Ce sont deux arbres sans lien botanique. Le néflier du Japon (Eriobotrya japonica, ou bibassier) est persistant, fleurit en hiver et donne ses fruits au printemps ; le néflier commun (Mespilus germanica) est caduc, fleurit au printemps et donne des nèfles brunes mangées blettes en hiver.
Pourquoi mon néflier du Japon ne donne-t-il pas de fruits ?
Le plus souvent parce que ses fleurs d'automne ou ses jeunes fruits ont gelé : il fleurit en hiver, et ses fleurs sont détruites dès -5 °C. Hors climat doux, il fructifie rarement en pleine terre. La solution : un emplacement très abrité contre un mur sud, ou la culture en pot à rentrer l'hiver.
Le néflier du Japon est-il rustique ?
Son bois supporte -10 à -12 °C, mais ses fleurs et fruits gèlent dès -5 °C. Il reste donc un bel arbre d'ornement partout, mais ne fructifie de façon fiable qu'en climat doux (littoral, Midi).
Quand et comment tailler le néflier du Japon ?
Une taille légère, juste après la récolte (fin de printemps-début d'été). On aère et on contient la silhouette. Ne taillez jamais en automne-hiver : vous supprimeriez la floraison, donc les fruits.
Peut-on cultiver un néflier du Japon en pot ?
Oui, et c'est même conseillé au nord : dans un grand bac drainé, on peut le rentrer l'hiver dans un local clair et hors gel pour protéger sa floraison, seule façon d'espérer des bibaces en climat froid.
Quand récolte-t-on les bibaces ?
Au printemps, de mai à juin, quand le fruit est jaune-orangé, souple et parfumé. Il se mange mûr (non blet) et se conserve peu.
Le néflier du Japon est-il autofertile ?
Oui, la plupart des variétés fructifient seules, sans pollinisateur. Un seul arbre suffit.
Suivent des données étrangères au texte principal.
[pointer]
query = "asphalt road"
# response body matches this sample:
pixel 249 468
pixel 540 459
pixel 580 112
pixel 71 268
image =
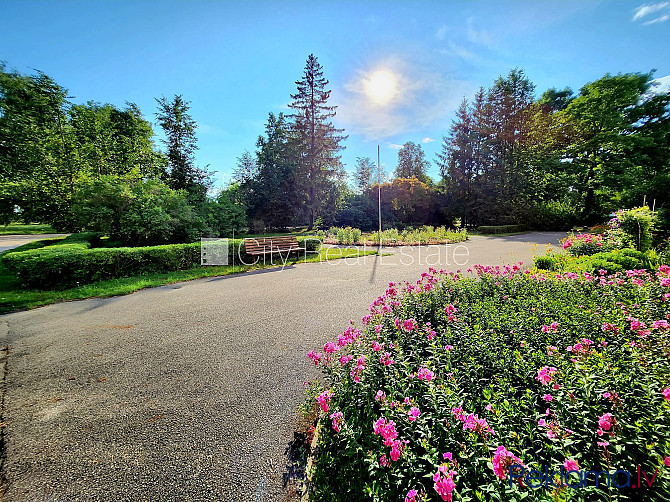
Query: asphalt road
pixel 14 241
pixel 188 391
Peut-on faire pousser un néflier du Japon à partir d'un pépin ?
Oui, très facilement : ses gros pépins germent bien, semés frais. L'arbre obtenu ne reproduira pas exactement la variété, mais fera un beau sujet ; comptez plusieurs années avant les premiers fruits.
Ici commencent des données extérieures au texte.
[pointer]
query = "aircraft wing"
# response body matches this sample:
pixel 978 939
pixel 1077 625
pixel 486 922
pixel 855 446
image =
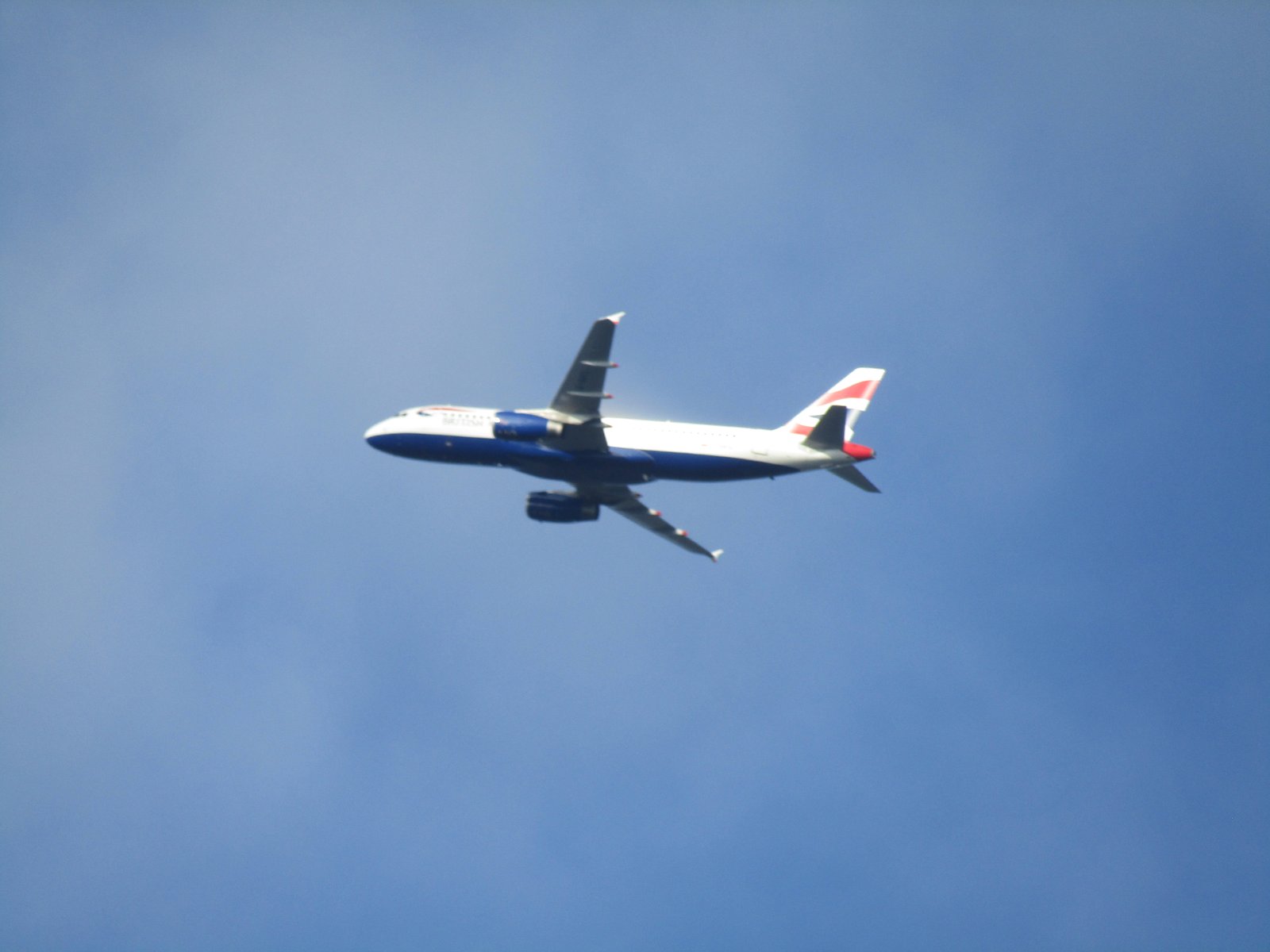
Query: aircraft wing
pixel 854 476
pixel 626 503
pixel 583 387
Le néflier du Japon perd-il ses feuilles ?
Non, son feuillage est persistant : il garde ses grandes feuilles vertes toute l'année, ce qui en fait un arbre décoratif en toute saison.
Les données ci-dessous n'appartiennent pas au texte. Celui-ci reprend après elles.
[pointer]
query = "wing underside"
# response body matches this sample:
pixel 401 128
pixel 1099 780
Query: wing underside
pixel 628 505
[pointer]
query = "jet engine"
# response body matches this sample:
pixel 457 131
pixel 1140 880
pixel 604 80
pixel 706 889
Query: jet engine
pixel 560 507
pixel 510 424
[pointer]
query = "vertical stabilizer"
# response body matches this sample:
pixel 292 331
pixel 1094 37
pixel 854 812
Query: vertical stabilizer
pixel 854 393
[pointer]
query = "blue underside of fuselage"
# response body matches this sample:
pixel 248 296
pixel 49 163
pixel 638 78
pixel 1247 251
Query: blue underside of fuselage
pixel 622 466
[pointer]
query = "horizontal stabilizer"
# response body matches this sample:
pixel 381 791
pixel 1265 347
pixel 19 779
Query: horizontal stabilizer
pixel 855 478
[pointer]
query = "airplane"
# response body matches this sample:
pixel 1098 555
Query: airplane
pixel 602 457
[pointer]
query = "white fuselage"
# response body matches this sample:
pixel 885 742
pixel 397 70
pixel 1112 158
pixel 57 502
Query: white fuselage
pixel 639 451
Quelle hauteur atteint un néflier du Japon ?
Le plus souvent 4 à 6 m en culture, jusqu'à une dizaine de mètres dans son climat de prédilection. On le maintient facilement plus bas par une taille légère, et les sujets en pot restent naturellement compacts.
Le néflier du Japon pousse-t-il vite ?
Sa croissance est modérée à assez rapide en climat favorable et en bonne terre drainée. Un sujet issu de semis met toutefois plusieurs années (5 à 8) avant de fructifier ; un arbre greffé acheté en pépinière produit plus tôt.
Les feuilles de mon néflier du Japon jaunissent, pourquoi ?
Quelques feuilles anciennes jaunissent et tombent naturellement au printemps, c'est normal chez un persistant. Un jaunissement généralisé signale plutôt un excès d'eau (sol mal drainé), un coup de froid, ou une carence. Vérifiez d'abord le drainage.